Since then, Garnett—who earned her J.D. from Yale in 1995—has focused her research on the impact that land-use laws have on urban community life. “I’m really interested in cities, city health, and the way that land-use policies affect the residents’ lives, particularly the urban poor,” says Garnett. She is completing a book that explores the intersection of two ideas that have revolutionized thinking about urban policy in recent years. The first is James Q. Wilson and George Kelling’s “broken windows” hypothesis, which holds that urban disorder is a precursor to serious crime and social deviance. The second is Jane Jacobs’ assertion that healthy urban environments are busy, vibrant, and even somewhat disorderly ones. “Legal scholars tend to group all ‘disorder’ into one undifferentiated category,” Garnett observes, “but in reality, there are many kinds of disorder, some of them harmful and others benign or even affirmatively good.”

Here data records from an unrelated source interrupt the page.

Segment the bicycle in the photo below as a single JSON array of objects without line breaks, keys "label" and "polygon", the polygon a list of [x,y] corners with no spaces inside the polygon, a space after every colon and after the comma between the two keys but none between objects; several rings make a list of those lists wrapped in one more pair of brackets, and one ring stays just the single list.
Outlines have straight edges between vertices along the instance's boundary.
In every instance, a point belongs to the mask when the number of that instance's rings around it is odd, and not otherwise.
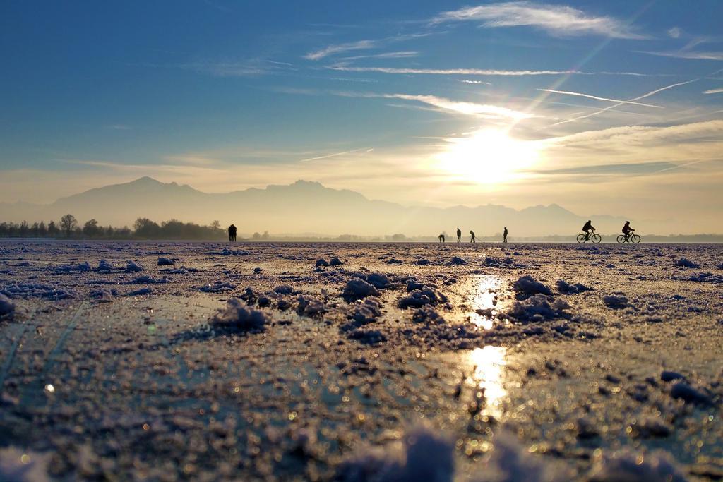
[{"label": "bicycle", "polygon": [[617,242],[623,244],[625,242],[633,243],[633,244],[637,244],[640,242],[640,236],[635,233],[635,230],[633,230],[633,233],[630,236],[626,236],[624,234],[617,235]]},{"label": "bicycle", "polygon": [[591,241],[595,244],[597,244],[598,243],[602,241],[602,237],[600,236],[599,234],[596,233],[594,230],[593,230],[592,234],[591,234],[590,236],[588,236],[584,233],[578,235],[578,243],[584,244],[587,242],[588,240]]}]

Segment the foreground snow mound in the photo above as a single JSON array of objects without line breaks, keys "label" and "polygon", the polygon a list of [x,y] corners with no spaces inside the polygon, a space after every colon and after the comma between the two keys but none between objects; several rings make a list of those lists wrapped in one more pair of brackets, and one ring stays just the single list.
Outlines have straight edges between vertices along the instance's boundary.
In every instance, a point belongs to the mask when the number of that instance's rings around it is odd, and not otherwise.
[{"label": "foreground snow mound", "polygon": [[628,298],[622,295],[606,295],[602,297],[602,302],[612,309],[623,309],[628,306]]},{"label": "foreground snow mound", "polygon": [[675,266],[680,266],[684,268],[699,268],[701,265],[698,263],[694,263],[687,258],[680,258],[675,262]]},{"label": "foreground snow mound", "polygon": [[381,316],[381,306],[379,301],[372,298],[368,298],[364,301],[357,303],[350,314],[350,317],[360,324],[367,324],[375,322],[377,318]]},{"label": "foreground snow mound", "polygon": [[158,258],[158,266],[173,266],[176,262],[170,258]]},{"label": "foreground snow mound", "polygon": [[113,264],[108,262],[105,259],[101,259],[98,264],[98,267],[95,268],[95,271],[98,272],[108,272],[109,271],[113,271],[115,268]]},{"label": "foreground snow mound", "polygon": [[476,482],[554,482],[562,478],[542,457],[531,455],[515,437],[500,433],[495,437],[495,449],[485,473]]},{"label": "foreground snow mound", "polygon": [[14,447],[0,449],[0,481],[7,482],[45,482],[49,481],[50,456]]},{"label": "foreground snow mound", "polygon": [[514,290],[518,296],[521,297],[552,294],[549,288],[529,275],[518,278],[517,281],[512,285],[512,289]]},{"label": "foreground snow mound", "polygon": [[221,254],[221,256],[249,256],[251,254],[250,251],[246,251],[245,249],[229,249],[228,248],[224,248],[218,253],[209,253],[209,254]]},{"label": "foreground snow mound", "polygon": [[614,453],[595,460],[590,482],[685,482],[667,452]]},{"label": "foreground snow mound", "polygon": [[562,300],[555,300],[551,304],[547,296],[535,295],[515,301],[508,314],[518,322],[531,323],[563,317],[563,310],[569,307],[570,305]]},{"label": "foreground snow mound", "polygon": [[5,295],[0,293],[0,318],[12,317],[15,312],[15,304]]},{"label": "foreground snow mound", "polygon": [[226,308],[218,310],[211,319],[215,327],[241,332],[262,331],[270,321],[265,312],[249,308],[239,298],[229,298]]},{"label": "foreground snow mound", "polygon": [[141,271],[145,271],[145,270],[142,266],[137,264],[134,261],[128,259],[126,261],[126,271],[128,272],[140,272]]},{"label": "foreground snow mound", "polygon": [[447,303],[447,297],[433,288],[423,286],[413,290],[408,296],[401,298],[398,304],[400,308],[419,308],[440,303]]},{"label": "foreground snow mound", "polygon": [[372,285],[367,283],[364,280],[355,278],[350,280],[344,291],[341,293],[341,297],[347,302],[361,300],[367,296],[378,296],[379,291]]},{"label": "foreground snow mound", "polygon": [[419,426],[390,447],[364,447],[343,462],[337,478],[344,482],[451,482],[454,446],[438,431]]}]

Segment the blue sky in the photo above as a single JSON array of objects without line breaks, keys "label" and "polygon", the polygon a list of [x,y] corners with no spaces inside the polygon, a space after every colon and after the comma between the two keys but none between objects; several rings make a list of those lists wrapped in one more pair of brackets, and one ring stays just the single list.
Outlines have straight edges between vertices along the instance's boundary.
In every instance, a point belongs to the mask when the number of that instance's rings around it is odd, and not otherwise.
[{"label": "blue sky", "polygon": [[723,231],[721,18],[713,0],[5,1],[0,201],[303,178],[659,223],[702,205],[690,228]]}]

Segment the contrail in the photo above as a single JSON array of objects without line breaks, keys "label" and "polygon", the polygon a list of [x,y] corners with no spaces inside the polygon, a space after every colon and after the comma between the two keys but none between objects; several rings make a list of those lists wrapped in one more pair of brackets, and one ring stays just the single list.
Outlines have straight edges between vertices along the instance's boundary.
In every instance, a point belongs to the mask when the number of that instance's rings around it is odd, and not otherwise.
[{"label": "contrail", "polygon": [[344,154],[351,154],[352,152],[358,152],[360,150],[366,151],[366,152],[368,152],[369,150],[369,147],[361,147],[360,149],[354,149],[354,150],[347,150],[347,151],[344,151],[343,152],[334,152],[333,154],[328,154],[326,155],[320,155],[317,158],[309,158],[308,159],[301,159],[299,162],[304,163],[304,162],[306,162],[307,160],[318,160],[320,159],[328,159],[328,158],[335,158],[335,157],[336,157],[338,155],[343,155]]},{"label": "contrail", "polygon": [[685,82],[677,82],[677,84],[671,84],[670,85],[666,85],[665,87],[662,87],[659,89],[656,89],[655,90],[651,90],[648,93],[643,94],[642,95],[641,95],[639,97],[636,97],[635,98],[630,99],[629,100],[625,100],[625,101],[619,102],[617,104],[614,104],[614,105],[610,106],[609,107],[606,107],[604,109],[600,109],[599,111],[596,111],[595,112],[593,112],[592,113],[589,113],[589,114],[586,114],[585,116],[580,116],[578,117],[573,117],[573,119],[568,119],[567,121],[560,121],[560,122],[556,122],[556,123],[552,124],[550,126],[550,127],[552,127],[553,126],[559,126],[561,124],[567,124],[568,122],[574,122],[575,121],[578,121],[578,120],[580,120],[581,119],[587,119],[588,117],[592,117],[593,116],[596,116],[598,114],[602,113],[603,112],[607,112],[607,111],[609,111],[612,108],[615,108],[616,107],[620,107],[620,106],[622,106],[623,104],[625,103],[626,102],[633,102],[635,100],[640,100],[641,99],[644,99],[646,97],[650,97],[651,95],[654,95],[655,94],[658,93],[659,92],[662,92],[663,90],[667,90],[668,89],[672,89],[674,87],[678,87],[679,85],[685,85],[685,84],[690,84],[691,82],[697,82],[698,80],[700,80],[700,79],[693,79],[693,80],[686,80]]},{"label": "contrail", "polygon": [[537,90],[542,90],[543,92],[551,92],[554,94],[565,94],[565,95],[577,95],[578,97],[586,97],[589,99],[595,99],[596,100],[607,100],[607,102],[620,102],[624,104],[634,104],[636,106],[643,106],[643,107],[654,107],[659,109],[664,108],[662,106],[654,106],[653,104],[643,104],[641,102],[633,102],[632,100],[620,100],[620,99],[610,99],[607,97],[597,97],[596,95],[583,94],[579,92],[569,92],[568,90],[555,90],[553,89],[537,89]]}]

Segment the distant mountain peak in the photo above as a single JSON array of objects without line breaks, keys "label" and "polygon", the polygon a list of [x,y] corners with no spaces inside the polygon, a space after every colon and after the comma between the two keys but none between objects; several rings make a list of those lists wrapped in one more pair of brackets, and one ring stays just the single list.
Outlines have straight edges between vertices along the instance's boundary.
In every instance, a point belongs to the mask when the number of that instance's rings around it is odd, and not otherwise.
[{"label": "distant mountain peak", "polygon": [[[140,177],[135,181],[131,181],[129,184],[163,184],[163,183],[154,179],[148,176],[144,176],[143,177]],[[175,184],[176,183],[171,183]]]}]

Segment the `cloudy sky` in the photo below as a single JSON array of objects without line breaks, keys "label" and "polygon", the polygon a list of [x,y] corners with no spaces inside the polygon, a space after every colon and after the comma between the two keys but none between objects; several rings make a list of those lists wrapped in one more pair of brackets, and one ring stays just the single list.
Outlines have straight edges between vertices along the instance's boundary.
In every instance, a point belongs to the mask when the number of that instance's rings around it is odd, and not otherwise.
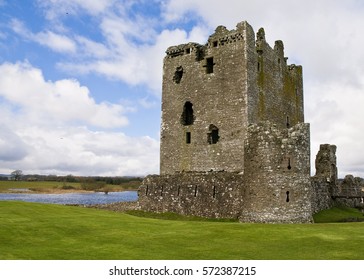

A prolific scholar, Garnett is also a Fellow of Notre Dame’s Institute for Educational Initiatives. She teaches a first-year property course and advanced classes in land use regulation, local government law, and cities and urban development. Her goal is to get students “to think critically about what the world really looks like, and how policies that we may have come to accept as natural or good may sometimes have unintended consequences.”

Garnett and her husband, Richard W. Garnett, joined the Law School faculty in 1999, and both were recently promoted to full professor. “We care intensely about the unique mission and identity of Notre Dame and it’s been a joy to help build this institution,” she says. “We’ve really assembled a great group of faculty here—we’re productive and energetic, and we’ve been able to attract top scholars with many other opportunities from other institutions. All of my colleagues really enrich and enliven our intellectual environment. Interacting with them makes me a better teacher and scholar.”